1 Adiba Orlin

Jam weker yang berada di atas nakas berdering di angka lima, menit ke empat lima, membangunkan sosok yang masih meringkuk di dalam selimut bermotif bunga sakura itu. 

Adiba Orlin mahasiswa semester enam di salah satu universitas ternama, berkat kecerdasan yang ia miliki wanita itu diberi kepercayaan mendapat beasiswa di negeri Uncle Sam.

Mata sayu itu perlahan terbuka, menoleh seraya mematikan jam yang tadi terus berdering. 

Ia merentangkan tangannya ke atas, guna melenturkan otot-otot yang dari semalam bekerja mengerjakan serangkaian tugas kuliahan sebelum ia membersihkan ranjang dan melangkah masuk ke kamar mandi. 
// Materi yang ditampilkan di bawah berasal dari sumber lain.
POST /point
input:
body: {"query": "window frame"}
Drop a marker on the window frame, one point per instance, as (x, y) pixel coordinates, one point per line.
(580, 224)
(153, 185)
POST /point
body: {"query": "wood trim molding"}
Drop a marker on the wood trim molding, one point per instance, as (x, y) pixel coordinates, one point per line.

Sehabis mandi, Adiba mematut dirinya di depan stand mirror. Memakai celana jeans panjang serta baju kaos putih polos. Sedikit mempoles wajahnya dengan foundation dan lipgloss menambah aura kecantikan yang wanita itu miliki. 
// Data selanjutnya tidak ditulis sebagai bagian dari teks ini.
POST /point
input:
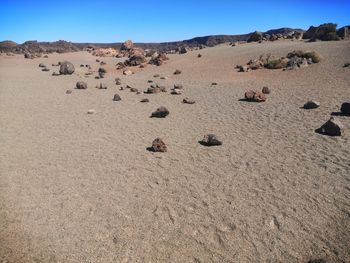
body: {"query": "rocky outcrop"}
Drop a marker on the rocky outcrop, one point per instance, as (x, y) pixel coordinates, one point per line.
(66, 68)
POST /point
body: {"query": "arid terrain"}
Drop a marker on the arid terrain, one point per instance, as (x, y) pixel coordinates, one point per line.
(78, 187)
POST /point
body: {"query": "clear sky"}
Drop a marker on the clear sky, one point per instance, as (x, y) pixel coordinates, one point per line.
(107, 21)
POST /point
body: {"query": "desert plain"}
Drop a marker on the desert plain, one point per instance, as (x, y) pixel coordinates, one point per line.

Gegas ia melangkah menuju dapur, memasak nasi goreng ceplok sebagai sarapan pagi sebelum ia berangkat menuju kampus. 

***

"Adiba?" Wanita itu menoleh, melambaikan tangan dan mengulas sebuah senyuman. 

"I am sorry, I am late. Apa kamu sudah menunggu dari tadi?" ucap wanita yang kini tengah berdiri di hadapannya. 
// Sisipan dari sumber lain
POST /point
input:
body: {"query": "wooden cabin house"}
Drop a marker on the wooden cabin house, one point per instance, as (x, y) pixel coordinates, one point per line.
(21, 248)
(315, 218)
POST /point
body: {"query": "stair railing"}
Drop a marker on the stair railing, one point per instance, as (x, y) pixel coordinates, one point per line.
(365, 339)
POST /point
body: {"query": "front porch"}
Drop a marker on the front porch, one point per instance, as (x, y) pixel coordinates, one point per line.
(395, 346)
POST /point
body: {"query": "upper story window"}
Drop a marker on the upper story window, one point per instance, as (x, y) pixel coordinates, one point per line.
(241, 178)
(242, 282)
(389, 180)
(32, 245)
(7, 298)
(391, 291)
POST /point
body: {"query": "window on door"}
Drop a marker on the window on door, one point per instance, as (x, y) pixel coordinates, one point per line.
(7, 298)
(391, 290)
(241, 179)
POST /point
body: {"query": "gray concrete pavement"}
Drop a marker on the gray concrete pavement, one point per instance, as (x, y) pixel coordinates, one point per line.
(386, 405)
Adiba menggeleng. "Tidak aku juga baru sampai."

Dua wanita itu melangkah masuk ke gedung mewah itu. 

Salah satu hal yang paling Adiba sukai adalah literasi, khususnya dalam bidang kepenulisan, baik itu novel maupun artikel. Itulah mengapa wanita itu mengambil jurusan sastra. 

"Literature is a group of works of art made up of words. Most are written, but some are passed on by word of mouth."

Adiba mencatat bait demi bait yang diucapkan oleh dosen di depan papan tulis itu. 

Tak terasa angka jam sudah menunjukkan pukul dua belas siang. Adiba berbelok ke salah satu lorong, menuju kantin. Memesan moccacino latte dan beberapa snack sebagai makan siang. 

"Hey, girl. Sendiri, aja? "

Adiba mendongak sejenak, sebelum kembali ke aktivitasnya, mengetik naskah di laptop.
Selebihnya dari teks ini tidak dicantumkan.